While working in Rockhampton, Raqeeb has discovered his passion for intensive care medicine.

“I had a rotation in intensive care in my second year. In a few weeks I realised that’s what I wanted to do,’’ Raqeeb said.

“It captured all the reasons that first drew me to health care. We deal with the sickest patients - these can be adults, children, elderly, pregnant women. We look after medical problems like those dealing with heart, lungs, kidney, brain or all of them at the same time. They can be surgical or trauma. They can just about be anything in medicine.

“Most of what we do is using our brains – using knowledge and creativity to solve complex medical problems to help all the pieces of the puzzle fit together. We also have hands on procedures.

“We talk to people and their families. A lot of the time they are difficult conversations and during a vulnerable period in peoples lives. But this is the time when we get to make the biggest difference. Not only to save or prolong a life but a lot of the time to try and make sure someone can be comfortable and dignified as they approach their death.”
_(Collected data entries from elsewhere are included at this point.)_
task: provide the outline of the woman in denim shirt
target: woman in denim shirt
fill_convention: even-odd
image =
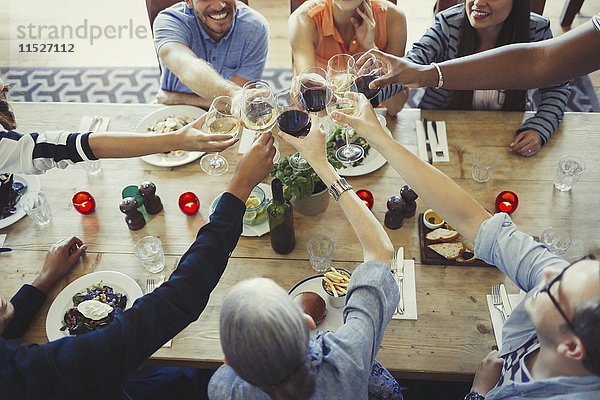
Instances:
[[[367,139],[430,207],[474,241],[478,258],[528,292],[502,331],[502,371],[476,377],[466,398],[600,398],[600,263],[569,264],[518,231],[507,214],[491,216],[452,179],[385,134],[366,99],[359,108],[356,117],[335,118]]]

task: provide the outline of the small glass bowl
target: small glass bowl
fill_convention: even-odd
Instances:
[[[258,199],[259,203],[257,206],[248,207],[248,202],[252,196]],[[262,224],[267,218],[267,196],[265,191],[260,187],[255,186],[250,193],[250,197],[246,200],[246,212],[244,213],[244,224],[246,225],[258,225]]]
[[[343,268],[336,268],[337,271],[344,271],[345,273],[348,274],[348,276],[352,277],[352,274],[350,273],[350,271],[343,269]],[[325,287],[325,276],[323,276],[323,279],[321,279],[321,286],[323,287],[323,290],[325,291],[325,293],[327,293],[327,302],[329,303],[329,305],[333,308],[342,308],[346,305],[346,295],[338,295],[337,297],[333,295],[333,293],[331,293],[329,291],[329,289],[327,287]]]

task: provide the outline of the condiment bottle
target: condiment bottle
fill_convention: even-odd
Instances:
[[[279,179],[271,182],[273,199],[267,205],[269,229],[271,231],[271,247],[279,254],[287,254],[296,247],[294,235],[294,210],[283,198],[283,183]]]

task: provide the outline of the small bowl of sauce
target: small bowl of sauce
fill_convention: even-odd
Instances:
[[[437,215],[431,208],[423,213],[423,223],[429,229],[437,229],[444,225],[442,217]]]

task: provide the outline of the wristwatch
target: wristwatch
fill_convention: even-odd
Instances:
[[[465,400],[484,400],[484,399],[485,399],[485,397],[480,395],[477,392],[471,392],[465,396]]]
[[[329,186],[329,194],[335,201],[338,201],[342,193],[352,189],[352,186],[344,178],[340,178]]]

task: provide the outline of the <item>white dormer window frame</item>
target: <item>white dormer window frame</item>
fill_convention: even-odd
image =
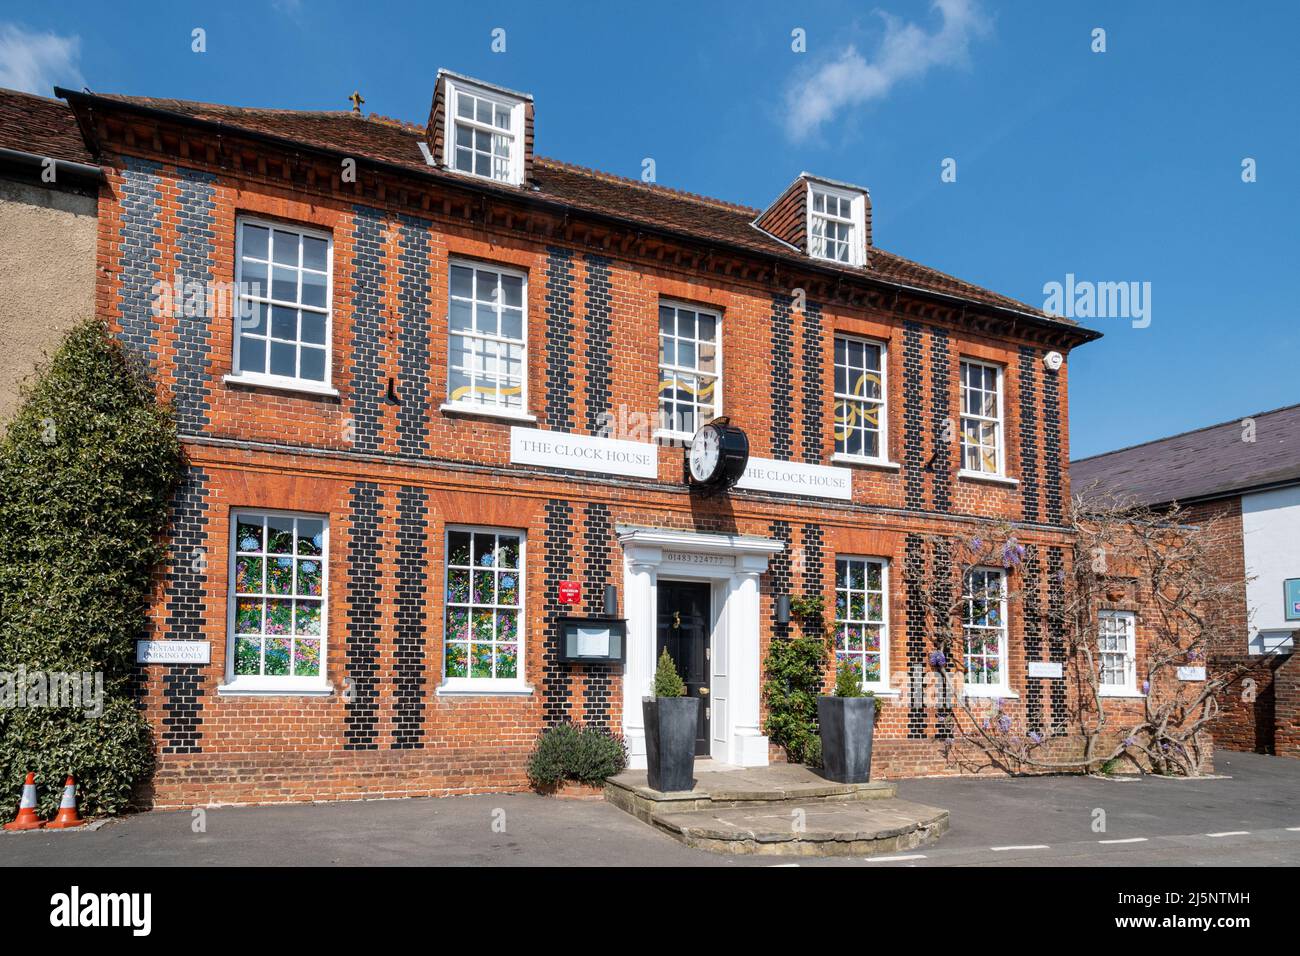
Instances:
[[[867,199],[860,192],[808,183],[808,255],[862,266],[866,259]]]
[[[466,176],[512,186],[523,185],[525,106],[523,97],[448,76],[443,118],[443,166]],[[488,111],[486,115],[485,109]],[[462,115],[465,112],[470,115]],[[504,158],[501,156],[503,147],[506,151]]]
Raqeeb said the opportunities and experiences in a small hospital in a regional town have been incredible and things he never could have dreamt of. Eventually, Raqeeb will have to return to a bigger city hospital where they have “unlimited resources and new technology” so he can learn all the different ways to work in medicine.
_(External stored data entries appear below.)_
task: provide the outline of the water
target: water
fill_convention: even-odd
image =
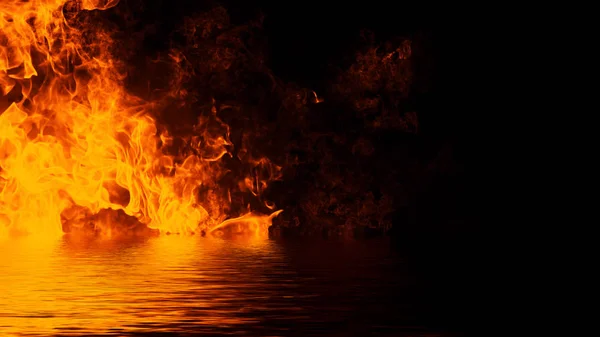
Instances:
[[[434,336],[385,240],[0,242],[0,335]]]

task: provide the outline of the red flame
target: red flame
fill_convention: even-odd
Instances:
[[[266,235],[281,211],[231,218],[230,193],[218,186],[232,142],[217,108],[198,119],[184,139],[187,150],[173,154],[174,136],[149,113],[156,102],[124,89],[110,32],[80,17],[117,3],[0,4],[0,236],[148,229]],[[171,58],[185,61],[176,52]],[[185,95],[177,85],[171,90]],[[243,159],[255,167],[243,187],[260,197],[278,168]]]

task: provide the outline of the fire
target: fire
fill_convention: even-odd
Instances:
[[[111,35],[77,17],[117,3],[0,3],[0,237],[222,234],[232,225],[265,235],[280,211],[230,218],[239,214],[228,213],[228,191],[215,191],[232,145],[217,110],[187,139],[194,151],[170,154],[173,136],[149,113],[155,102],[124,89]],[[260,195],[267,180],[240,183]],[[201,186],[208,186],[202,198]]]

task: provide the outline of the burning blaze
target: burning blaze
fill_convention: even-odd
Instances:
[[[194,151],[169,154],[173,136],[149,114],[154,103],[124,89],[110,34],[77,17],[117,2],[0,2],[0,237],[265,235],[280,211],[230,218],[229,192],[215,191],[232,145],[216,109],[188,139]],[[259,171],[240,181],[258,196],[268,180]]]

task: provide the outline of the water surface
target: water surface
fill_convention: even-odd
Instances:
[[[421,336],[385,240],[0,242],[0,335]],[[163,334],[161,334],[163,335]]]

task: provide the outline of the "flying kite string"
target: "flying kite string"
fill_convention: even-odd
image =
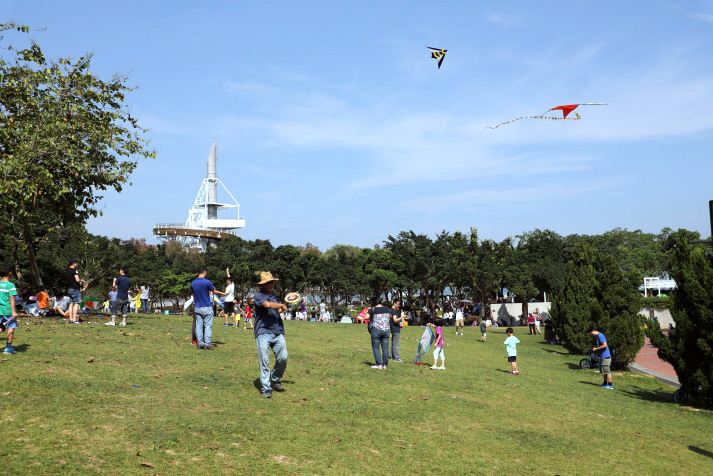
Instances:
[[[581,117],[579,114],[576,112],[574,113],[574,117],[567,117],[569,116],[570,113],[572,113],[575,109],[577,109],[579,106],[606,106],[605,103],[602,102],[583,102],[579,104],[565,104],[563,106],[557,106],[553,107],[551,109],[548,109],[545,111],[543,114],[539,116],[520,116],[516,117],[515,119],[511,119],[509,121],[501,122],[500,124],[496,124],[495,126],[488,126],[485,129],[497,129],[500,126],[503,126],[505,124],[510,124],[512,122],[516,122],[522,119],[544,119],[544,120],[549,120],[549,121],[579,121]],[[550,111],[562,111],[562,117],[553,117],[553,116],[546,116]],[[483,131],[485,131],[483,129]],[[481,132],[482,134],[482,132]]]

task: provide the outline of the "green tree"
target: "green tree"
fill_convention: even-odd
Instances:
[[[567,264],[564,286],[550,314],[564,346],[589,353],[589,327],[597,326],[613,350],[612,361],[625,366],[644,345],[641,295],[636,273],[625,274],[611,256],[579,243]]]
[[[686,230],[666,239],[677,285],[671,309],[676,327],[668,339],[657,329],[649,335],[683,388],[713,405],[713,262],[703,247],[690,244],[693,239],[698,235]]]
[[[0,223],[41,286],[42,234],[99,214],[100,192],[121,191],[138,158],[155,152],[124,106],[126,76],[103,80],[91,55],[48,60],[35,43],[8,56],[0,58]]]
[[[550,316],[564,346],[571,352],[588,353],[591,339],[587,333],[593,315],[601,316],[597,301],[595,250],[578,244],[567,263],[567,274],[560,292],[552,299]]]

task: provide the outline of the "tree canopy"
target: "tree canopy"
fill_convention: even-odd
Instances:
[[[11,23],[2,31],[26,33]],[[2,45],[2,43],[0,43]],[[127,77],[102,79],[91,55],[47,59],[32,43],[0,57],[0,227],[24,252],[35,286],[35,252],[48,234],[101,213],[102,191],[121,191],[141,157],[146,130],[124,101]],[[19,271],[19,270],[18,270]]]

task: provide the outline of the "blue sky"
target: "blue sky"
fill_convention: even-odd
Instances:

His ultimate goal is to bring these skills and knowledge back to regional Australians and help change the health practices in regional areas over the next five, 10 and 15 years.

“The future of health care in this country has to be in regional areas,’’ Raqeeb said.

“We need more doctors and nurses, and all the allied health staff. We need to share resources, infrastructure and knowledge from big cities and tertiary centres to regional areas like this so all Australians have an equal opportunity to health care.

“Initiatives like the regional pathway and JCU medical school are such an important part in making that dream a reality.

“More than that these initiatives, are incredible opportunities for students like ourselves to find our own way into medicine and try and build a career and pathway for us so we can contribute to the health and wellbeing of our community well into the future.”